There's a very good documentary made by New Zealand filmmaker Justin Pemberton called The Nuclear Comeback (2008) about the question of whether or not nuclear power is what we need, to have more environmentally friendly energy production. (I made a documentary on the same subject, but it's not nearly as good.) Pemberton tries to give both sides of the debate an even chance to make their case – but it's hard not to notice that the main proponent of nuclear energy is an arrogant jerk. Nonetheless, the trend has been towards a huge, global renaissance in nuclear power. I suspect that the currently unfolding tragedy in Japan might change that. Let's all hope that it doesn't turn out to be as bad as it could be (and as I suspect it is).
But probably my favorite documentary on nuclear issues is Radio Bikini (1987) from director Robert Stone, about the nuclear bomb tests carried out by the US military after WWII. It's mostly constructed from archival footage – masterfully edited. But it's elevated to being more than just an archival film by two poignant interviews – one with a native Pacific islander who was forced to leave his home by the tests, and one with a US sailor who was part of the testing, and became an unwitting test subject. Highly recommended as an example of a historical documentary that packs a punch.

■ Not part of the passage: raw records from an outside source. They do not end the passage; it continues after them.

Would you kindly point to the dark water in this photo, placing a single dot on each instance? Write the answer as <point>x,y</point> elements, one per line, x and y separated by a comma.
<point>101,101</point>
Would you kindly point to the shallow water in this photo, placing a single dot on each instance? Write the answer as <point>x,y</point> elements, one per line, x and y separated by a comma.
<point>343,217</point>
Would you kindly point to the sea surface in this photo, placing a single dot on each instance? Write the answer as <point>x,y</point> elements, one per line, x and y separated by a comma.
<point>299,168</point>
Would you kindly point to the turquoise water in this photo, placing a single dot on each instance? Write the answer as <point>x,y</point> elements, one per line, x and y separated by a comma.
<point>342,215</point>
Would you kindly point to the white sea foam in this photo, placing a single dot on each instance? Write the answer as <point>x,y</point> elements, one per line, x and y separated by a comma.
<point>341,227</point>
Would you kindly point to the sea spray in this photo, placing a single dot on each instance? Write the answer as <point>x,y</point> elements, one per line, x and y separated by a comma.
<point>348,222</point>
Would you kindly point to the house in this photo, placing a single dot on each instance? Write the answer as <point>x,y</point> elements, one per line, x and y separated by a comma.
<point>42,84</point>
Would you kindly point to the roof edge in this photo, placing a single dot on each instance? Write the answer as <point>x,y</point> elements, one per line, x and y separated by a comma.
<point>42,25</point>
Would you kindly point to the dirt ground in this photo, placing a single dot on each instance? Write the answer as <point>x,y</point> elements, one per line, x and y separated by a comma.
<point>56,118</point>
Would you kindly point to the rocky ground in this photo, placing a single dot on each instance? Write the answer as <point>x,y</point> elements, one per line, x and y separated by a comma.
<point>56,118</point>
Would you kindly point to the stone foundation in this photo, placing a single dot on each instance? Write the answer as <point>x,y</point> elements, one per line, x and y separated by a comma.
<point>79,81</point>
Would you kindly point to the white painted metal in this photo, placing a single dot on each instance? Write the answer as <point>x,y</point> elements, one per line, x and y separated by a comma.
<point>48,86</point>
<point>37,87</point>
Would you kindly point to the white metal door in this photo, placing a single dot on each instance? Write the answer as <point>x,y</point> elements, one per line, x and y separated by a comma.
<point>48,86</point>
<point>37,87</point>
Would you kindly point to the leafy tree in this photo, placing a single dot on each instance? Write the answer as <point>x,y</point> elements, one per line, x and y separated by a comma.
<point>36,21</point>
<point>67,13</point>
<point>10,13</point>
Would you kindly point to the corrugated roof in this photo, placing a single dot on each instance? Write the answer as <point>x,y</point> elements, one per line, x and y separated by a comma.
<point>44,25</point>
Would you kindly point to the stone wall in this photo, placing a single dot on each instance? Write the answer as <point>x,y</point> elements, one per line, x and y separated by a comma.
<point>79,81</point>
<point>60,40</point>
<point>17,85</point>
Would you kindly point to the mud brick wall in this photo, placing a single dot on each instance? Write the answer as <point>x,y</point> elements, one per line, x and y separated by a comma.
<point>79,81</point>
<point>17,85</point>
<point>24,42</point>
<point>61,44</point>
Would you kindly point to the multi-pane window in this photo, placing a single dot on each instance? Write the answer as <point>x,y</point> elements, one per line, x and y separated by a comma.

Not pleasant viewing. Made a deep impact on me. See directors cut version. Great but bizarre film making. Its a controversial film, that i think is misunderstood by many.
also – in terms of Nuclear related films, i always loved The Atomic Cafe, masterfully edited over 5 years out of archival footage only. It apparently can be watched in its entirety on this youtube clip but there are ads throughout. maybe not the best movie to break up with ads, so it's probably best to seek an alternative way to view it.
I know others liked it a lot, but I have to say I found Into Eternity incredibly pretentious. Saw it at a film festival and I couldn't take more than 30 minutes of it.
'Darwin's Nightmare', one of the most frightening films I've seen.
'To see if I'm smiling', caught this late one night by chance and was bewildered that it had not been on earlier and promoted.
LIFE AND DEBT is great if you want to see how the world really works for most of it's inhabitants
'Grown in Detroit', check out the trailer and witness that good things can come out of bad things...
Mascha, as mentioned above, please do not use this topic to promote your own work.
For my money, it is hard to beat 2008 Oscar winner MAN ON WIRE.
In reply to Mascha Poppenk-Bouwens's post on Fri 18 Mar 2011 :
Folks, from here on we'll simply delete any post with a self-promotional angle to it. So don't even bother.
Mon tout petit/Mein Kleines Kind, Katja Baumgarten. The midwife carries her child to term knowing well ahead s/he will not survive long. She made her own film about this.